There was a white bowl that was perfectly round, with no flat bottom to stand it on, with blue edges. I imagine it was enamel, though maybe that only sounds as if it might be right. It clearly hailed from the days before plastic bowls, when if something unbreakable was needed, this clanky item was the thing. When I fell off my bike and came into the house with a face red and ugly with tears and wails, it was filled with warm water mixed from the hot and cold taps in the bathroom. Then the bottle of Dettol – squat, with rounded shoulders – or the taller bottle of TCP with the ridged cap, came down from the high shelf above the loo, and a dash of it – no, that sounds too casual: maybe a capful carefully measured – was added, the golden liquid clouding briefly in the water before it dispersed.
A chunk of rough cotton wool was torn from the big roll, kept for no other purpose, it seemed, though it was singularly unsuited to this one, with all the little fibres to stick and be left behind; dunked, and used to wash the grit of tarmac out of the grazed knees, the skinned elbow. The warm water was soothing, but the Dettol stung like mad. “It’ll hurt a little,” she’d say, and I’d grit my teeth and wait for it. Or maybe I’d scrunch up my eyes in defence, but I always let her do it, because it was part of the ritual. This is what would make it heal, make it dry up nicely under the dusky-pink fabric plaster that was never the tone of anyone’s flesh, least of all my pale white freckle-dusted red-head hue.
Then came a gentle dab of the violently pink antiseptic ointment, applied with the tip of the ring finger, the selection of the right size bandage from what remained of the assortment in the box, the pulling of the tiny red thread to remove the outer wrapper. Next, the careful lining up of the pad over the affected area, and the neat pulling off of the thin paper tabs, to make the sticky arms embrace my skin in perfect symmetry.
My father would advise, always, that the plaster should come off at night to let the wound dry out, even though the ads on telly proved, with one half of the little boy’s neat cut covered and the other half exposed, that scrapes healed faster with Band-Aid. I still believed my Dad, though, because he knew everything.

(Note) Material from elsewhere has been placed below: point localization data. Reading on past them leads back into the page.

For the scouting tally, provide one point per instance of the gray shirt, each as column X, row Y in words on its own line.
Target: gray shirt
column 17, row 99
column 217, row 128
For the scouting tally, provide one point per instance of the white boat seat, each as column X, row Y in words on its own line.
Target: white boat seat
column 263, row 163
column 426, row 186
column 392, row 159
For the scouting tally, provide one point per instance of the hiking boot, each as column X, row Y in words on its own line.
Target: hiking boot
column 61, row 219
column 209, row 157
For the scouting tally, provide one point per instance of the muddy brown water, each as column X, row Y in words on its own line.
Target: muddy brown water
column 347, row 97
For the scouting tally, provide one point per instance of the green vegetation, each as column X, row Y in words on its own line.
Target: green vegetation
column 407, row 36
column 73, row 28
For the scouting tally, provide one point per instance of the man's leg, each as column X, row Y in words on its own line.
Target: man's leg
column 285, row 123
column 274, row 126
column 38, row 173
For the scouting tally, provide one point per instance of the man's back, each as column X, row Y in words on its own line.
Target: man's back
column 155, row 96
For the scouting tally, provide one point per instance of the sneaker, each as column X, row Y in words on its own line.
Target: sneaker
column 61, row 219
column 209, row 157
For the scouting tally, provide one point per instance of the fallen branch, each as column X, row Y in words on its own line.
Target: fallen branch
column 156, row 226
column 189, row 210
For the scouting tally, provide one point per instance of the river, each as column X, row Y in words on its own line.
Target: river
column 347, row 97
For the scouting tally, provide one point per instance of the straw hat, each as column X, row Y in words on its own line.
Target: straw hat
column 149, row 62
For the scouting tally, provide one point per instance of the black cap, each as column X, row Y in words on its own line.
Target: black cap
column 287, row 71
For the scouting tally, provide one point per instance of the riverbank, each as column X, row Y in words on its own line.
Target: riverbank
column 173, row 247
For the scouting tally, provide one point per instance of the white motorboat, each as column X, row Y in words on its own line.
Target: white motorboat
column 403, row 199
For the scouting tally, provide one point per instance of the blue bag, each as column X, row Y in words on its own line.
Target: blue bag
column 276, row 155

Much of this is the same, even here, even now. The canny symmetry of the band-aid and the magical way the sticky parts are uncovered and covering almost at the same moment never fails to provide solace. The fiddly red thread has gone, the pink ointment is still in my parents’ house in Dublin, probably never to be used up, and I don’t even know what Americans use in place of Dettol or TCP. I’ve heard tell of putting hydrogen peroxide on cuts, but that sounds unsafe to my still-Irish ears.
The plasters have to be called band-aids here or nobody understands you, and nowadays they’re more often than not adorned with Dora or Buzz Lightyear or Spider-Man. My children are not so willing to let me wash their cuts as I was, and then they grab the band-aid and demand to do it themselves. It stays in place until it falls off in the pool or the bath, and I tell them, “There, that means it’s better.”
But the kiss, the final seal, the kiss-it-better: that never changes.